In response to the proposed legislation, Matson, one of the US carriers serving the trade between Hawaii and mainland US, said, “Hanging Hawaii's higher costs of living on shipping ignores what local economists and journalists have consistently found over the years, which is that shipping costs are just one of many cost factors that go into local pricing of consumer goods and represent a small fraction of price differences between Hawaii and the mainland.

“The reason the Jones Act has had such strong bi-partisan support in every Congress and administration in modern times is because it is important to homeland security and national defense, as well as the security of service to remote communities like Hawaii and Alaska, from an economic standpoint. The importance of being able to rely on critical supply line transportation is easy to take for granted but hard to overstate.

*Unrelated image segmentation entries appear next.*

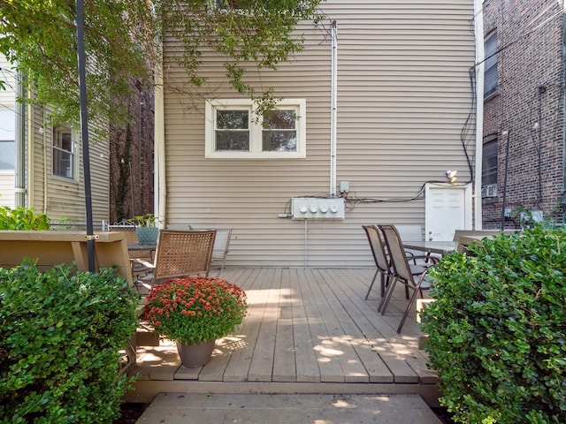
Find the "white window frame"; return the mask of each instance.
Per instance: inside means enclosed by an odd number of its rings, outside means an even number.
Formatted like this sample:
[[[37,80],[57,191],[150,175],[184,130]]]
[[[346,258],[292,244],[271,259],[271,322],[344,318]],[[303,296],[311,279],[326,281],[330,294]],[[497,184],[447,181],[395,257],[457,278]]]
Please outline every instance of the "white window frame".
[[[68,132],[71,134],[71,150],[67,150],[65,148],[62,148],[62,147],[57,145],[57,140],[55,140],[55,133],[57,131],[61,132]],[[64,178],[67,180],[76,181],[78,179],[78,167],[77,167],[77,132],[72,128],[69,128],[65,125],[57,125],[53,127],[53,131],[51,132],[52,139],[52,155],[51,155],[51,174],[53,177],[57,178]],[[71,170],[69,172],[70,175],[62,175],[59,173],[56,173],[56,152],[61,152],[65,156],[68,157],[69,166]],[[64,165],[65,166],[65,165]],[[61,168],[59,166],[59,168]]]
[[[497,74],[497,32],[489,34],[484,42],[484,99],[499,93],[499,75]]]
[[[254,102],[249,99],[207,100],[205,104],[205,154],[206,158],[222,159],[288,159],[306,157],[306,101],[305,99],[283,99],[274,109],[294,109],[296,120],[296,150],[293,152],[262,151],[262,117],[254,111]],[[249,120],[249,151],[216,149],[216,111],[248,110]]]

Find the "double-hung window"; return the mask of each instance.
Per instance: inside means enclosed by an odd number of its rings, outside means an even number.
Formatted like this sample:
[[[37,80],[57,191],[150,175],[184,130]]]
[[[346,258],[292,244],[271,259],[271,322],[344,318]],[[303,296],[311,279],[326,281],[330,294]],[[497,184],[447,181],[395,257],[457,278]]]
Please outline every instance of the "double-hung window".
[[[497,196],[497,137],[484,141],[481,197]]]
[[[53,128],[53,175],[76,179],[74,132],[66,126]]]
[[[497,34],[493,33],[486,39],[486,62],[484,64],[484,98],[497,94]]]
[[[305,157],[304,99],[284,99],[257,115],[250,100],[206,102],[208,158]]]

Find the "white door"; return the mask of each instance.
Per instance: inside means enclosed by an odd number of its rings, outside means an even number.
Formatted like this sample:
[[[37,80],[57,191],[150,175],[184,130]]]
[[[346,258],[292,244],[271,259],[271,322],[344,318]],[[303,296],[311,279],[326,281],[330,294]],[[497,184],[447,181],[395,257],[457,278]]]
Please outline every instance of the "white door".
[[[424,208],[425,239],[452,240],[455,230],[471,230],[471,185],[427,184]]]

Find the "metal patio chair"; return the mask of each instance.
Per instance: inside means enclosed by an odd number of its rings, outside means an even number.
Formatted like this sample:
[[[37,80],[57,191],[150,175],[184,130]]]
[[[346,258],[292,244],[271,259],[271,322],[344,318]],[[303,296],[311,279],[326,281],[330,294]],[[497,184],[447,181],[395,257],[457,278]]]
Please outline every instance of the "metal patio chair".
[[[137,280],[149,291],[155,284],[172,278],[208,276],[216,231],[161,230],[153,263],[134,260],[149,269],[149,274]]]
[[[389,259],[387,258],[385,240],[383,239],[381,230],[379,230],[379,228],[378,228],[376,225],[362,225],[362,228],[368,237],[368,242],[370,243],[371,254],[373,255],[373,261],[375,261],[375,266],[377,267],[375,275],[373,276],[373,279],[371,280],[370,287],[368,288],[368,292],[367,293],[365,293],[365,299],[367,300],[368,297],[370,296],[370,292],[371,292],[371,288],[373,287],[378,276],[379,276],[380,277],[380,293],[381,297],[383,298],[386,293],[386,287],[389,284],[389,280],[392,276],[391,265],[389,263]]]
[[[379,306],[378,307],[378,311],[381,312],[383,315],[386,313],[386,309],[389,301],[391,300],[391,297],[395,288],[395,284],[397,282],[401,283],[405,286],[406,290],[412,290],[413,293],[409,299],[409,303],[407,304],[407,307],[405,308],[405,312],[403,314],[403,317],[401,320],[401,323],[397,328],[397,333],[401,333],[401,330],[409,316],[409,314],[411,310],[415,303],[415,299],[417,299],[417,295],[420,292],[421,295],[424,290],[428,290],[431,288],[431,280],[427,276],[426,273],[430,267],[424,268],[424,270],[418,274],[415,275],[413,270],[411,270],[411,266],[409,263],[409,259],[405,254],[405,249],[403,248],[403,244],[401,240],[401,236],[397,231],[397,229],[394,225],[387,224],[387,225],[378,225],[378,227],[381,230],[383,233],[383,237],[386,240],[386,244],[387,246],[387,252],[389,253],[389,258],[391,260],[391,265],[394,270],[394,275],[391,277],[391,282],[389,286],[387,287],[387,291],[386,296],[381,299]]]

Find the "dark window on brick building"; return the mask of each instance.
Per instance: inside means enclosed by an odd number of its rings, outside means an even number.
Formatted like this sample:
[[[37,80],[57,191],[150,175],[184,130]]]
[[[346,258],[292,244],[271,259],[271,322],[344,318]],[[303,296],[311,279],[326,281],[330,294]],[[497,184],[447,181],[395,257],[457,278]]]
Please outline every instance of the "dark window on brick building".
[[[495,95],[497,86],[497,34],[493,33],[486,38],[484,44],[484,98]]]
[[[481,186],[482,197],[497,195],[497,137],[484,142]]]

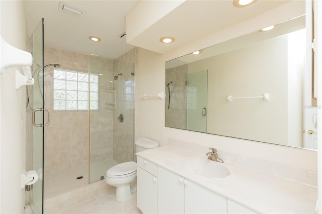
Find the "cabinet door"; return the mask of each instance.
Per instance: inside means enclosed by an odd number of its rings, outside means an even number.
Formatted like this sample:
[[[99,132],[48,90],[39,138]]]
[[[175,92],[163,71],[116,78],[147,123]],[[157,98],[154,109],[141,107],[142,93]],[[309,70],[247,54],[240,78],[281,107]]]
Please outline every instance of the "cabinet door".
[[[227,213],[227,198],[190,180],[185,184],[186,213]]]
[[[159,166],[157,178],[158,213],[184,213],[184,178]]]
[[[137,207],[146,214],[157,213],[156,177],[137,167]]]
[[[227,205],[227,213],[228,214],[255,214],[257,212],[248,208],[228,199]]]

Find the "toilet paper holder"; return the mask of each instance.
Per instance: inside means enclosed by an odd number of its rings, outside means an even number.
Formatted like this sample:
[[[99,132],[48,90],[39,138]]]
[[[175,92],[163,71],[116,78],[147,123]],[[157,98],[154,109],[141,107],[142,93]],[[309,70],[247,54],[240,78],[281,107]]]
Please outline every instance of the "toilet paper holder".
[[[21,174],[20,188],[25,188],[26,185],[31,185],[38,180],[38,174],[36,171],[30,170]]]

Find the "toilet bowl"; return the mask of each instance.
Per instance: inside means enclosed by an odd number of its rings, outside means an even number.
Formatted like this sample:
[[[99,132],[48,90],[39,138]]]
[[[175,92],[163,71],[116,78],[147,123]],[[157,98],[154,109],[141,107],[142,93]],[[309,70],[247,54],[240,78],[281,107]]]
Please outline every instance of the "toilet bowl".
[[[116,187],[115,199],[119,201],[127,200],[135,195],[131,193],[130,184],[136,178],[136,163],[134,161],[120,163],[106,171],[107,183]]]
[[[159,146],[158,142],[147,138],[139,139],[134,144],[137,152]],[[128,200],[135,195],[131,192],[131,184],[136,181],[136,163],[134,161],[117,164],[106,171],[105,182],[116,187],[115,199],[118,201]]]

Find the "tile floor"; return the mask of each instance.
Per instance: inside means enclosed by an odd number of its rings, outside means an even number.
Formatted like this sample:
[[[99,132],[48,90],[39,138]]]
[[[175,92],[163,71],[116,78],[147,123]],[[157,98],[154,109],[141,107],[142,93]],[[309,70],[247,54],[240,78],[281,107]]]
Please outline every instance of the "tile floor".
[[[99,181],[101,176],[105,177],[106,170],[119,163],[112,159],[91,164],[90,181]],[[80,179],[77,179],[83,176]],[[44,198],[47,199],[75,190],[89,185],[88,165],[66,170],[45,174],[44,176]]]
[[[115,187],[100,181],[87,187],[44,201],[44,213],[141,213],[136,197],[125,201],[115,200]]]
[[[91,180],[105,176],[106,170],[117,163],[110,161],[92,165]],[[105,180],[89,184],[88,174],[88,167],[85,166],[45,175],[44,213],[141,213],[136,207],[136,196],[125,202],[117,201],[116,187],[107,184]],[[76,179],[80,176],[83,178]],[[28,207],[25,213],[32,214],[32,211]]]

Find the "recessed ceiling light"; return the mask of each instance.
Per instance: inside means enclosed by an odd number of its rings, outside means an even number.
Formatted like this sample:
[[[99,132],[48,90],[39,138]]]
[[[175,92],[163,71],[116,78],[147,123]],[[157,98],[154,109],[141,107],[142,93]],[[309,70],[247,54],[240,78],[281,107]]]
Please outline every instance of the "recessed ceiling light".
[[[97,36],[91,36],[89,37],[89,39],[90,39],[92,41],[94,41],[94,42],[99,42],[101,41],[101,38]]]
[[[171,36],[164,36],[160,38],[160,42],[163,43],[171,43],[175,41],[176,39]]]
[[[202,50],[199,50],[199,51],[195,51],[194,52],[192,52],[192,54],[198,55],[202,53]]]
[[[232,5],[236,8],[244,8],[253,5],[257,0],[233,0]]]
[[[271,26],[269,26],[269,27],[267,27],[266,28],[263,28],[263,29],[261,30],[260,31],[270,31],[271,30],[273,29],[273,28],[274,28],[275,27],[275,25],[272,25]]]

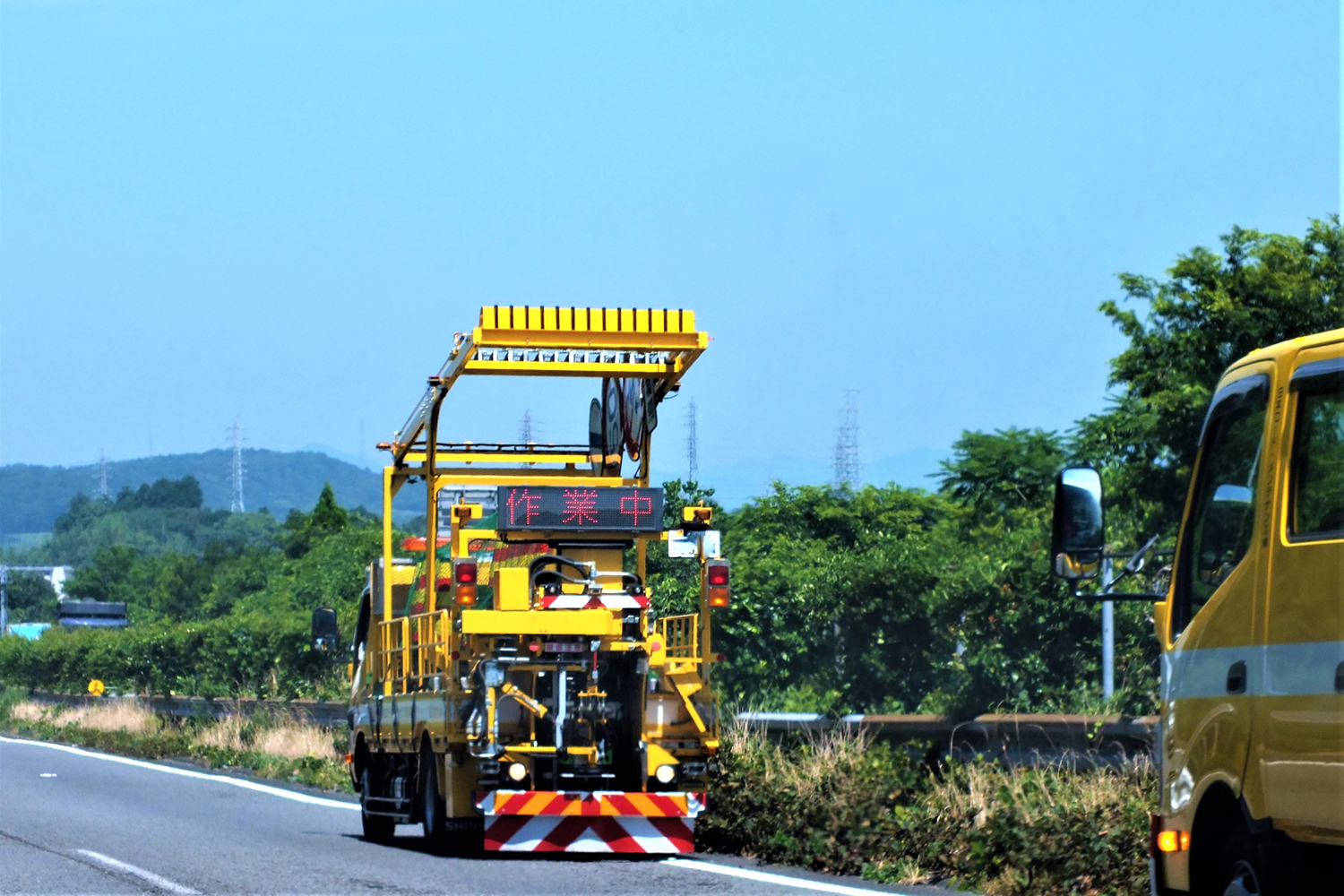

“The Jones Act also supports more than 650,000 jobs in the U.S., including thousands here in Hawaii.”

Pasha could not immediately be reached for comment. 

Michael N. “Mike” Hansen, President of the Hawaii Shippers’ Council, said, “The Hawaii Shippers’ Council welcomes Representative Case’s introduction of important new Jones Act reform legislation in the Congress to directly benefit the noncontiguous jurisdictions of the United States.”

“The Jones Act has made the domestic United States maritime industry the most expensive in the world and its burden falls most heavily on the noncontiguous jurisdictions embraced by the Act due to their complete reliance on ocean shipping for interstate surface transportation,” said Hansen.

Hansen continued, “In contrast the 48 Contiguous United States (CONUS) have access to other modes of interstate surface transportation including by road trucking (motor carriers), rail, pipeline and inland barge. The Jones Act is one of the significant cost drivers impacting the Hawaiian economy and the high cost of living plaguing the islands.”

Case said, “Essentially, my bills are intended to lay out options for providing relief for our U.S. noncontiguous areas. We can resolve the issue in many ways, but we must change the status quo which has had such a negative impact on my state and the other jurisdictions beholden to the Jones Act.”